Black America, historically the most anti-war of all major U.S. demographic groups, remains emotionally invested in the first Black President—if not in his foreign and domestic policies. The great confusion in African American ranks over the true nature of Obama’s policies represents a huge problem for the left—especially the Black left. Yet, that façade, too, will crumble under the weight of events.

Organized labor’s reflexive instinct is also to back the Democrat in office, even when that means backing into a knife. But the reality of Obama, Inc. is by now inescapable to every honest unionist—and the anti-war movement only has need of the honest ones.

The conference voted to support the October 2 March for Jobs in Washington, DC, sponsored by the NAACP and both feuding wings of organized labor, as well as Reverend Jesse Jackson’s joint venture with the United Auto Workers for an August 28 mobilization in Detroit.

This writer pressed union-affiliated attendees on whether, in the end, labor and the NAACP will turn the October 2 march into a “rah-rah” session for Obama and the Democrats. “Not this time,” said a Black labor activist from upstate New York.

We shall see. Conference organizers were determined that there be a large and vocal anti-war contingent to the October 2 action. Leaders of the Black is Back Coalition say they intend to take part, as well, unless march organizers impose political conditions that make it impossible.

In the longer run, a “bi-coastal mass spring mobilization” is planned for New York, San Francisco and Los Angeles on April 9, 2011. Organizers envision actions in the interim that build momentum to the big events, when once again the anti-war movement might put many thousands of peaceful “boots on the ground.” To accomplish this, the scope of organizing must be widened. “A prime component of these mobilizations will be major efforts to include broad new forces from youth to veterans to trade unionists to civil and human rights groups to the Arab, Muslim and other oppressed communities to environmental organizations, social justice and faith-based groups.”

In addition to the demand for unconditional withdrawal from Afghanistan, Iraq and Pakistan, the Conference called for:

“The allocation of the trillions spent on wars and corporate bailouts to massive programs for jobs, education, healthcare, housing and the environment. Compensation to be paid to the peoples whose countries the U.S. attacked and occupied for the loss of lives and massive destruction they suffered,” and “Reverse and end all foreclosures. Stop the government attacks on trade unions, civil and democratic rights, and immigrant communities.”

Conferees endorsed a flurry of other “action plans,” from opposition to U.S. military intervention in Africa, to “no war or sanctions against Iran,” to the “immediate freedom” of imprisoned human rights lawyer Lynn Stewart.

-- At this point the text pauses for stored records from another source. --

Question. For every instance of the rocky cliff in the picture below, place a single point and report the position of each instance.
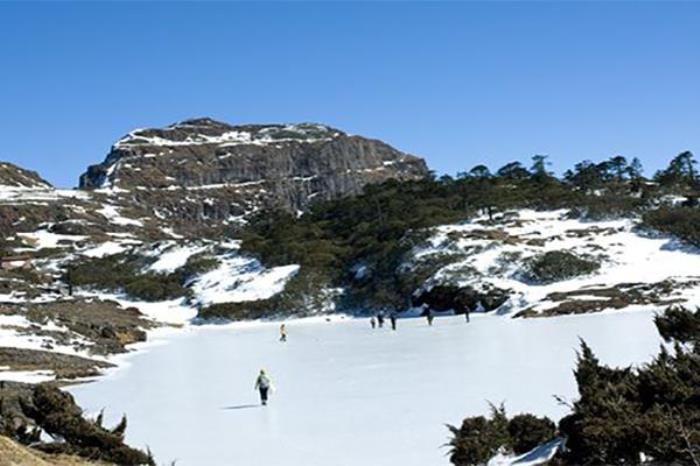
(205, 171)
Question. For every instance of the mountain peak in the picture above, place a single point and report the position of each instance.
(13, 176)
(202, 171)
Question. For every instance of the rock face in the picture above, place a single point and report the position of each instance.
(204, 170)
(14, 177)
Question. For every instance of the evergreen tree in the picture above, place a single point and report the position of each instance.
(513, 171)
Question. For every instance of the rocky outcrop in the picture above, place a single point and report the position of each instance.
(12, 176)
(461, 299)
(207, 171)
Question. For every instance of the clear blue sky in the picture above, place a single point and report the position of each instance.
(457, 83)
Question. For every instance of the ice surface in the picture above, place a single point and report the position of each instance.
(349, 395)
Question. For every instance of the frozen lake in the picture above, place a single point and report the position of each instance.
(346, 394)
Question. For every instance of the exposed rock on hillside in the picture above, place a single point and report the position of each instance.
(204, 170)
(16, 177)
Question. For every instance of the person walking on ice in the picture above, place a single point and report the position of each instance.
(283, 333)
(263, 385)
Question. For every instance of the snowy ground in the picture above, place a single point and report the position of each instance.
(485, 253)
(348, 395)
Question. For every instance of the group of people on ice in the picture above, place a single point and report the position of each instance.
(263, 382)
(378, 320)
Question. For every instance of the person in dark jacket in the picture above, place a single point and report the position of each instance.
(263, 384)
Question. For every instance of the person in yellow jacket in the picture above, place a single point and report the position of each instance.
(263, 384)
(283, 332)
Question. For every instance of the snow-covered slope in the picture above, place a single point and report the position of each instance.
(637, 268)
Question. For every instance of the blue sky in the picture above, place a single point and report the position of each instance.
(457, 83)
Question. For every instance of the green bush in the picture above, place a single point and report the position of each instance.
(479, 438)
(527, 431)
(247, 310)
(683, 222)
(155, 287)
(198, 264)
(554, 266)
(654, 411)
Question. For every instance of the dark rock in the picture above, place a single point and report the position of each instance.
(203, 170)
(460, 299)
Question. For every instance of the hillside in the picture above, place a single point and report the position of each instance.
(205, 172)
(520, 242)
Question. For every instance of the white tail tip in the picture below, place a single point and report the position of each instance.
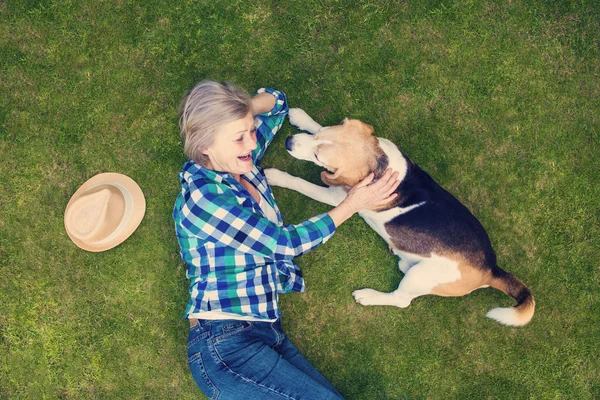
(507, 316)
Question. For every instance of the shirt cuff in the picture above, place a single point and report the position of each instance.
(325, 225)
(280, 101)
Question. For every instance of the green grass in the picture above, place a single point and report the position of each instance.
(499, 101)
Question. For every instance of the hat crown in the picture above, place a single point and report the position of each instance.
(104, 211)
(87, 214)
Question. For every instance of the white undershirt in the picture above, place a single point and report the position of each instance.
(271, 215)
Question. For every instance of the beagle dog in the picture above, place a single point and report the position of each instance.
(443, 248)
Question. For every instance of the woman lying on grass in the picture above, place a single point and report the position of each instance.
(238, 252)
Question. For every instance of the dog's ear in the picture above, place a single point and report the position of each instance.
(368, 130)
(332, 179)
(380, 165)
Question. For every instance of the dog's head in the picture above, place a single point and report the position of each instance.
(349, 151)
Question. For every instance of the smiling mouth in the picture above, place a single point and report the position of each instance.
(246, 157)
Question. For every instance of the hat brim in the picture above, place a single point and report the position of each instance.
(138, 210)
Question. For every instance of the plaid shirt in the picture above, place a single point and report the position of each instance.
(237, 259)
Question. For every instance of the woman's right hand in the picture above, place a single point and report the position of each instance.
(366, 195)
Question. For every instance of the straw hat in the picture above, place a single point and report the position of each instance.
(104, 211)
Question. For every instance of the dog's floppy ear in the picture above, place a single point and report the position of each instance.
(368, 130)
(380, 166)
(332, 179)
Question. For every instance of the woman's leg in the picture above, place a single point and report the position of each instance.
(291, 354)
(236, 360)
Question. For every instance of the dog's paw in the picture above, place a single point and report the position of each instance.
(276, 177)
(366, 297)
(301, 120)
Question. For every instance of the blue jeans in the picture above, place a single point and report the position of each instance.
(249, 360)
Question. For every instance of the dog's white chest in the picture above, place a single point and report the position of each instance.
(377, 220)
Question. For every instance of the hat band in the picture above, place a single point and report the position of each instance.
(126, 216)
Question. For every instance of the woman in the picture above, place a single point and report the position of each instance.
(238, 252)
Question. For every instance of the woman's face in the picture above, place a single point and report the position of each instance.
(232, 148)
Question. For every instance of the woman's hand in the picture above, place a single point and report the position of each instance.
(366, 195)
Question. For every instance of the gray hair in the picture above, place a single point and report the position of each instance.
(205, 108)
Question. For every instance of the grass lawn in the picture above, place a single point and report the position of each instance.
(498, 101)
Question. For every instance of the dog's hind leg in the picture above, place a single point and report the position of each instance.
(301, 120)
(419, 280)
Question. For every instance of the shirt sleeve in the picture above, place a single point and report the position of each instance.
(215, 216)
(267, 124)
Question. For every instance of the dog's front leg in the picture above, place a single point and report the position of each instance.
(329, 195)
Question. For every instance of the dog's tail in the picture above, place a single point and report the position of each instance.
(522, 313)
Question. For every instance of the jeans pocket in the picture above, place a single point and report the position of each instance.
(201, 377)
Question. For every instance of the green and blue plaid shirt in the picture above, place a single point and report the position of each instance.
(237, 259)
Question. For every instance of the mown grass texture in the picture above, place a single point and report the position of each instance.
(499, 102)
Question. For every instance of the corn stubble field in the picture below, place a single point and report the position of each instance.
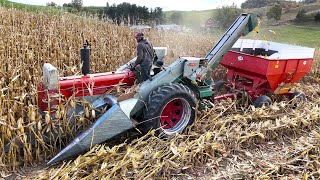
(230, 140)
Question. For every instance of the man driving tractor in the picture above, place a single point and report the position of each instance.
(145, 56)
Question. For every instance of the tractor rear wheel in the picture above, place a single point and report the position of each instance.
(297, 99)
(262, 101)
(170, 109)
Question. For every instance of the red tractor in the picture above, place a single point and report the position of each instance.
(168, 102)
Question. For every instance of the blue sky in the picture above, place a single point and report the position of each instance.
(166, 5)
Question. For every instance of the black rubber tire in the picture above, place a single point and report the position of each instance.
(299, 97)
(157, 101)
(262, 101)
(219, 85)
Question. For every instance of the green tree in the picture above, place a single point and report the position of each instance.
(275, 12)
(226, 15)
(176, 17)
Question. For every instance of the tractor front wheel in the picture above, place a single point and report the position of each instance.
(170, 109)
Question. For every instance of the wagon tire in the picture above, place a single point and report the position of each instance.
(170, 109)
(262, 101)
(297, 99)
(218, 86)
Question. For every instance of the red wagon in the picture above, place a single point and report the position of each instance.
(261, 67)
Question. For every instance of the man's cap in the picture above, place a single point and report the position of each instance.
(140, 34)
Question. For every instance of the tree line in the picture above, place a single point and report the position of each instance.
(124, 13)
(132, 14)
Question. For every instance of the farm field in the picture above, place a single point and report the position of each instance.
(231, 140)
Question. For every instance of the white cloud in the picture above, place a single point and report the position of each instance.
(166, 5)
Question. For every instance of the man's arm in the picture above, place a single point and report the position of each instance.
(139, 55)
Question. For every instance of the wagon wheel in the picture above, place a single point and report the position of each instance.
(219, 86)
(170, 109)
(262, 101)
(297, 99)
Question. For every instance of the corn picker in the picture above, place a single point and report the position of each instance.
(168, 102)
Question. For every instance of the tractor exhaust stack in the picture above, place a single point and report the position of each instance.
(85, 58)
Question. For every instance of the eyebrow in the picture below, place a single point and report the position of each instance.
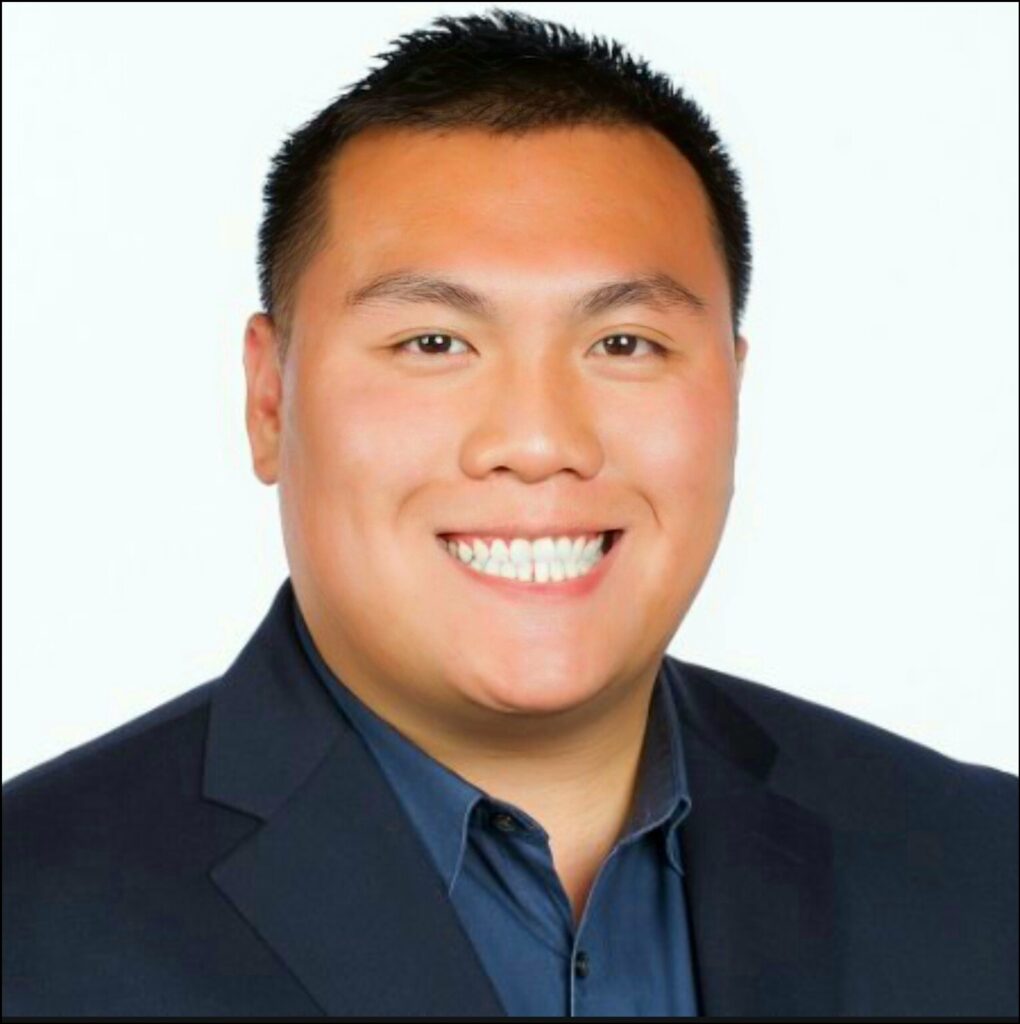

U.S. aid to Israel was the most contentious issue to arise at the conference. Israel supporters employed delaying tactics in an attempt to derail the Palestine Solidarity Caucus’s proposal for an “end to U.S. aid to Israel—military, economic, and diplomatic. End U.S. support for the Israeli occupation of Palestine and the blockade of Gaza.” Opponents claimed inclusion of the resolution would make it impossible for them to recruit labor activists into anti-war ranks—as if Zionists rule everywhere in the House of Labor. After a series of dilatory maneuvers by the pro-Israel faction, the Conference overwhelmingly endorsed the Palestine Solidarity Caucus position.

Perhaps the most poignant moment of the weekend came when Ralph Poynter read a letter from his companion in struggle for nearly fifty years, Lynne Stewart, who had been part of the conference steering committee. “I have been out of the steering apparatus due to my unavailability,” she wrote. “Serve the people with honesty, kindness and respect. Love the struggle.”